The gold market is basically saying that it doesn’t believe the Fed can normalise rates and end QE in the current environment and I for one would agree with the market at this point. Don’t underestimate the importance of the move back above $1800 here, as it is happening during the most hawkish Fed commentary we have seen in the recent past.
Not a very good year for silver price performance, but a good year for actual demand. Silver industrial demand continues to gain pace year on year, as the market is set to rise to 1.029 billion ounces of demand for 2021, which would mark the first year since 2015 that demand exceeded the billion ounce level. With silver supply usually a fairly consistent 1 billion ounces per year, this calendar year will also mark the first since 2015 that the market hit a supply deficit of some 7 million ounces.
Industrial demand for physical silver should continue to grow throughout the next few years with increased renewable energy commitments by governments and the rise of electric vehicles.

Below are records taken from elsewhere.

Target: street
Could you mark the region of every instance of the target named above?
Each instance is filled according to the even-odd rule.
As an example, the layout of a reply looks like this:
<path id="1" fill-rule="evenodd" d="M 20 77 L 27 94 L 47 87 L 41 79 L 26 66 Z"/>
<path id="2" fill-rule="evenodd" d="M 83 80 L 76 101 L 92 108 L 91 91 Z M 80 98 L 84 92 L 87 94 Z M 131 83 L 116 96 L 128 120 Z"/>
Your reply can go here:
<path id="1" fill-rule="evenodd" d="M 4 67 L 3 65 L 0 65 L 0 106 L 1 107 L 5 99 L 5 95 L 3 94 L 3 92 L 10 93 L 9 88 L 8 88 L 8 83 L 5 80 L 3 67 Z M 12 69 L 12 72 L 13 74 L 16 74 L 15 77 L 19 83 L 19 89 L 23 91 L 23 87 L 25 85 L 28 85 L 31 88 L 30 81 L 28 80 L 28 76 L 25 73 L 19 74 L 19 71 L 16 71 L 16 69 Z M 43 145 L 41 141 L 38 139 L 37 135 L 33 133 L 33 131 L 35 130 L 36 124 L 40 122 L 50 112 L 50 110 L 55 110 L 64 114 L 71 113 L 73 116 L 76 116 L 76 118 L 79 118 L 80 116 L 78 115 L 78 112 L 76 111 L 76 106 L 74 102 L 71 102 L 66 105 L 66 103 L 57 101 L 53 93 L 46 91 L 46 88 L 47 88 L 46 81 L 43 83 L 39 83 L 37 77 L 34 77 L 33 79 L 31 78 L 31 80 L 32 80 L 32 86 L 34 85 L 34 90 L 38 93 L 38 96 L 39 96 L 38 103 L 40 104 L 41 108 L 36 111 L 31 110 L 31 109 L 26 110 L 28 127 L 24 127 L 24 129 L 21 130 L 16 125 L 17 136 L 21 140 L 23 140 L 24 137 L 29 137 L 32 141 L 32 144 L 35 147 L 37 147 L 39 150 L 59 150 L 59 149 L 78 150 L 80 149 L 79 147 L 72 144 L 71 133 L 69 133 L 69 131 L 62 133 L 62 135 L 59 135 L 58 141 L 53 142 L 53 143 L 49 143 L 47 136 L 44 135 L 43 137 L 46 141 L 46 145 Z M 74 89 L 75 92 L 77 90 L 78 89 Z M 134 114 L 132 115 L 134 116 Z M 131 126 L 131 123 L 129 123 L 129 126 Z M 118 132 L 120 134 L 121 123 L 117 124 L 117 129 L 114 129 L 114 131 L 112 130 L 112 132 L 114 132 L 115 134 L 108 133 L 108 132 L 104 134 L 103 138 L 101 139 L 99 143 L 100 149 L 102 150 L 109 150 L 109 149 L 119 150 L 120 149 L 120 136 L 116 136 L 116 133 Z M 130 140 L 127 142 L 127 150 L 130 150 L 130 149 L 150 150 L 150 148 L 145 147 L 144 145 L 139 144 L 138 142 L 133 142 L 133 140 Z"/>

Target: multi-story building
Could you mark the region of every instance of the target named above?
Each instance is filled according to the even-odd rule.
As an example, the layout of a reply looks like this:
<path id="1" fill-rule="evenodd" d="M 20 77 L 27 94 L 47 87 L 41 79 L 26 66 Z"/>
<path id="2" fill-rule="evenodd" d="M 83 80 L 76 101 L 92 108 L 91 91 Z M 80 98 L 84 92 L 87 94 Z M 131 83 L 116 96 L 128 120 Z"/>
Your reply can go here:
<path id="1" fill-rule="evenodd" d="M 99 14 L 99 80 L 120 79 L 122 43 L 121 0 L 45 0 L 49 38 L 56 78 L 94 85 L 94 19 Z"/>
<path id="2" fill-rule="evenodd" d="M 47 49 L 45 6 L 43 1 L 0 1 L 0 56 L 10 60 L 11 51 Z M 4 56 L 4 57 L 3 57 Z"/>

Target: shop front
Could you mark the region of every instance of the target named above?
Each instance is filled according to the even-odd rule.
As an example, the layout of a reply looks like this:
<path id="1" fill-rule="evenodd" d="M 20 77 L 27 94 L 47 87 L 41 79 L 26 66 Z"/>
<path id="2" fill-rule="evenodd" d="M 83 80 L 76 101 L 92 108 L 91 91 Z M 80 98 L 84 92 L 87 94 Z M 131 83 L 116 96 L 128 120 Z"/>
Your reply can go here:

Just the automotive sector by itself should start to contribute circa 90 million ounces per annum by the year 2025 and even more as we move into 2030. This represents almost 10% of silver demand globally so we could see the market fall further into a supply deficit if the supply side stays constant. Consistent supply deficits as we move into 2025 should act as a strong tailwind for silver prices.
For those wondering why silver managed to finish in the red for the calendar year despite demand exceeding supply, you have to remember that the price more than doubled from the lows of March 2020, so in retrospect I think it has held up quite well since. The silver market right now is looking quite similar to the setup in palladium a few years ago, where the market was driven into a supply deficit due to higher industrial demand. This then lead to investors flooding into the metal for a speculative play. This further impacted the supply of metals and lead to the market seeing significant price gains on somewhat of a supply squeeze. We saw something similar on a smaller scale in February this year with the silver squeeze movement, but the majority were looking for quick gains and many would have left the market shortly after. Silver needs to be seen as a long term strategic position in the portfolio as industrial demand and EV demand will start growing rapidly between now and 2030.